Menurut laporan kantor berita National News Agency, pesawat tempur Israel menyerang wilayah Nabatieh al-Fawqa sesaat setelah tengah malam.
Beberapa jam kemudian, serangan udara kembali menghantam Kota Arabsalim dan dilaporkan menewaskan tiga orang.
Selain itu, serangan pesawat nirawak atau drone di Kota Deir al-Zahrani dan Doueir menyebabkan dua orang lainnya meninggal dunia.
Serangan tersebut terjadi kurang dari satu hari setelah pejabat Amerika Serikat menyatakan bahwa Israel dan Hizbullah yang didukung Iran telah menyepakati gencatan senjata baru untuk meredakan konflik di Lebanon.

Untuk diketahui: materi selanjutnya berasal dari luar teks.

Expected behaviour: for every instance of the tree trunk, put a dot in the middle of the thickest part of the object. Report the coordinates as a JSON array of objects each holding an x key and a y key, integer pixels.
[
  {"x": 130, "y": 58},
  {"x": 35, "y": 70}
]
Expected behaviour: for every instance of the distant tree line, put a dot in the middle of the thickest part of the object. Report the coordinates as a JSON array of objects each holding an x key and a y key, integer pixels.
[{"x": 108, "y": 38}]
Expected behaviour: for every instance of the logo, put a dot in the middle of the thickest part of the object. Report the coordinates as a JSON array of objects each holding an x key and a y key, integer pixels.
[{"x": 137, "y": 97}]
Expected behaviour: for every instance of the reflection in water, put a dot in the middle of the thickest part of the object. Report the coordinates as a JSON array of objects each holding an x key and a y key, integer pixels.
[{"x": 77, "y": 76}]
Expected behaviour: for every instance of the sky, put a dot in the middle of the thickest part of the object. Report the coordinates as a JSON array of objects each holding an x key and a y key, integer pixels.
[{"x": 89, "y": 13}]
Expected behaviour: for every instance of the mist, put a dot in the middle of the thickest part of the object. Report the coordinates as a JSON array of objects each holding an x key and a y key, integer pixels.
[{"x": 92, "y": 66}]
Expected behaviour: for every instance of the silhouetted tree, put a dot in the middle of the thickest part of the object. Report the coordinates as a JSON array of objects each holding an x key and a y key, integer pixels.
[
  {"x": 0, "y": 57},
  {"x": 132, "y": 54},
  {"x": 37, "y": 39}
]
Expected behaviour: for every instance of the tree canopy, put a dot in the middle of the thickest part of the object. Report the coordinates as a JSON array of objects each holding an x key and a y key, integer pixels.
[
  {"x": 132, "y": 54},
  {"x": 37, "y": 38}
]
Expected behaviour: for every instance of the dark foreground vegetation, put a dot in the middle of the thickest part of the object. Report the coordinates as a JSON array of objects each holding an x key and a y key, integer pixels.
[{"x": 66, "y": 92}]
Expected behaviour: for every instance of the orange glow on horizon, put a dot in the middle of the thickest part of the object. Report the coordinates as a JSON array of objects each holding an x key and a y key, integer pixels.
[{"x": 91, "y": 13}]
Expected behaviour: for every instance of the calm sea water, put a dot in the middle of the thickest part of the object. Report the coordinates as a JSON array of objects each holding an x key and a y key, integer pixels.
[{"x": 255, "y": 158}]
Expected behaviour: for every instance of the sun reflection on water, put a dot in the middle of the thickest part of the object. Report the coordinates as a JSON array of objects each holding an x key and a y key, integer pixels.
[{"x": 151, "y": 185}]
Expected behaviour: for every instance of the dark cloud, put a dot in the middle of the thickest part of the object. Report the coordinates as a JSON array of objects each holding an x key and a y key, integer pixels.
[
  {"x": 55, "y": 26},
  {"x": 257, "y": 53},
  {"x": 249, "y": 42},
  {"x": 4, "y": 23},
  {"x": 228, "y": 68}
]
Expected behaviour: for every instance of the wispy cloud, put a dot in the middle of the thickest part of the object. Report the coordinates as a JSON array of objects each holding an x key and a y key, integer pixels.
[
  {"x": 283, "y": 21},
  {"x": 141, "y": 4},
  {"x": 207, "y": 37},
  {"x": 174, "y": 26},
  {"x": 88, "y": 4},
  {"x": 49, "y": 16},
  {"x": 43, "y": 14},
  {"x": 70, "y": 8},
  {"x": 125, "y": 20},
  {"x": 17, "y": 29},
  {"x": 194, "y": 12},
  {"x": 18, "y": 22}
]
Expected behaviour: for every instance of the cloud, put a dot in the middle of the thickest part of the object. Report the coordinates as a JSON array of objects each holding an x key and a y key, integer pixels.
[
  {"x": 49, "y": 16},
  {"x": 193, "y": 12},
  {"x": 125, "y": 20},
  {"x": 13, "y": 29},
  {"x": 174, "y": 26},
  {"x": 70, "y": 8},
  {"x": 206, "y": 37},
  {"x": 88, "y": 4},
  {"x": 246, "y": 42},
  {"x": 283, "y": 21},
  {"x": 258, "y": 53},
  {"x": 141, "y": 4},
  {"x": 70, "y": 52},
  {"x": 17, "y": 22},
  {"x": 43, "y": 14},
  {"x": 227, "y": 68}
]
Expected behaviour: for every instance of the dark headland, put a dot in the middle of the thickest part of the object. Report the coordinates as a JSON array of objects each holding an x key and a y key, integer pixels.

Sebelumnya, kedua pihak terlibat dalam serangkaian baku serang sejak Kamis malam hingga Jumat, yang dinilai berpotensi mengganggu upaya diplomatik yang lebih luas di kawasan, termasuk kesepahaman sementara antara Amerika Serikat dan Iran.
Pada Jumat, Menteri Keamanan Nasional Israel, Itamar Ben-Gvir, mengeluarkan pernyataan keras setelah militer Israel melaporkan empat tentaranya tewas di Lebanon selatan.
“Untuk setiap air mata ibu di Israel, seribu ibu di Lebanon harus menangis,” tulis Ben-Gvir melalui media sosial.
Ia juga menyatakan bahwa “seluruh Lebanon harus terbakar,” dalam komentar yang memicu perhatian luas di tengah upaya meredakan konflik.
Militer Israel sebelumnya mengatakan telah melancarkan serangan ke sejumlah lokasi di Lebanon selatan pada Kamis malam dengan sasaran yang disebut sebagai anggota dan infrastruktur Hizbullah.
Hingga saat ini belum ada keterangan resmi dari pihak Israel mengenai serangan terbaru yang terjadi pada Sabtu pagi maupun terkait laporan korban jiwa yang disampaikan otoritas Lebanon.
Perkembangan tersebut menimbulkan kekhawatiran mengenai keberlangsungan gencatan senjata yang baru dicapai dan dampaknya terhadap upaya stabilisasi situasi keamanan di kawasan Timur Tengah.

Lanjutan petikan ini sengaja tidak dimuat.